El exilio llevó a Ramón Gaya a México, un país sin obras de los grandes maestros en sus museos. La ausencia de pintura se le hizo insoportable y decidió construir su “museo portátil” en su casa-estudio. Sobre una mesa, en una cómoda o en la pared, colocaba reproducciones en blanco y negro o en color, acompañadas de objetos significativos: una copa, unas flores, libros o un paño de terciopelo que podía evocarle a una pintura de Tiziano. Concha de Albornoz llamaba a esos rincones íntimos “altarcitos”.
Los homenajes son una de las claves en la obra de Gaya. Ofrendas silenciosas a los pintores que más añoraba, su modo de dialogar con el arte del pasado. «Yo sentía eso también como algo polémico, no polémico a gritos, sino polémico en silencio», recordaba.
El primero de esos homenajes fue, precisamente, a Tiziano, a ‘El amor sagrado y el amor profano’, conservado en Roma. «Tenía una buena reproducción en color sobre la mesa, apoyada en la pared, y alrededor algunos objetos de vidrio que siempre me han gustado mucho –me interesan mucho, significan mucho–. Bueno, pues pinté ese homenaje a Tiziano, y allí empieza…».
A partir de entonces, los homenajes se volvieron más deliberados. Cuando se cansaba de una reproducción, Gaya la sustituía por otra: «Después de un Tiziano ponía un Velázquez o un Rembrandt… los tres son mis grandes pasiones».
De regreso a Europa, el reencuentro con Tiziano se renovó. «Me iba al Louvre –y muy pocos pintores de vanguardia iban a los museos–, y ante un Tiziano veía algo tan consistente, tan poco pasajero… Tiziano era actual, mientras Braque se me había pasado de moda en dos semanas». Frente a una modernidad pictórica que no lo convencía, hallaba en los maestros antiguos una verdad perdurable. Para él, el arte del pasado era plenamente actual: «Yo, realmente, no sé qué es el arte moderno. Para mí, el verdadero arte moderno empieza en Tiziano, que crea una forma de pintar absolutamente insólita. Yo diría que Tiziano, más que colocar la pintura sobre la tela, le arranca colores al lienzo, como un arpista con su instrumento».

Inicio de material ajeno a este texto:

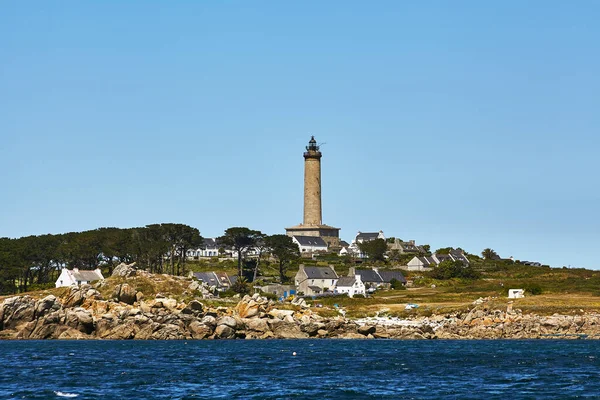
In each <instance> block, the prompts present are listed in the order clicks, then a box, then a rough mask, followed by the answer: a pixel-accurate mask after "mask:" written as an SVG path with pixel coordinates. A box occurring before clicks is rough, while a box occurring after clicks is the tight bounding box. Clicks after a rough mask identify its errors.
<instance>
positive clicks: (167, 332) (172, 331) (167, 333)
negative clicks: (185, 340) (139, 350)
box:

Esa fidelidad acompañó a Gaya durante toda su vida. En sus obras aparecen constantemente ecos de Tiziano: retratos, bacanales, varios entierros de Cristo, Dánae, Noli me tangere, el Carlos V a caballo… Pero, sobre todo, recogió de él la idea del atardecer como la hora de la pintura:
«En el atardecer la luz parece haberse decidido por fin; escoge algunas cosas, algunos relieves, y nos entrega una realidad filtrada».
No es casual que Tiziano ocupe un lugar central en su gran alegoría del origen de la Pintura, otro de los temas recurrentes en Gaya. Allí, una Venus humilde, emergiendo de un canal veneciano, encarna a la Pintura y es recibida por las cuatro grandes escuelas del mundo (según la visión del artista) –España, Holanda, Oriente e Italia, –, de la mano de Velázquez, Rembrandt, Sesshū y, de manera muy especial, Tiziano.
«Tiziano es importantísimo, es… el arte moderno. Con su impersonalidad, abre la Pintura», afirmaba Gaya.
«Ante Tiziano me sentí anonadado, como bajo el peso de la Ley, como ante una fuerza anónima. Uno de los Tiziano (La pietà), aunque es de la última época, creo, es como Las Meninas, el trozo de pintura que más me ha impresionado.»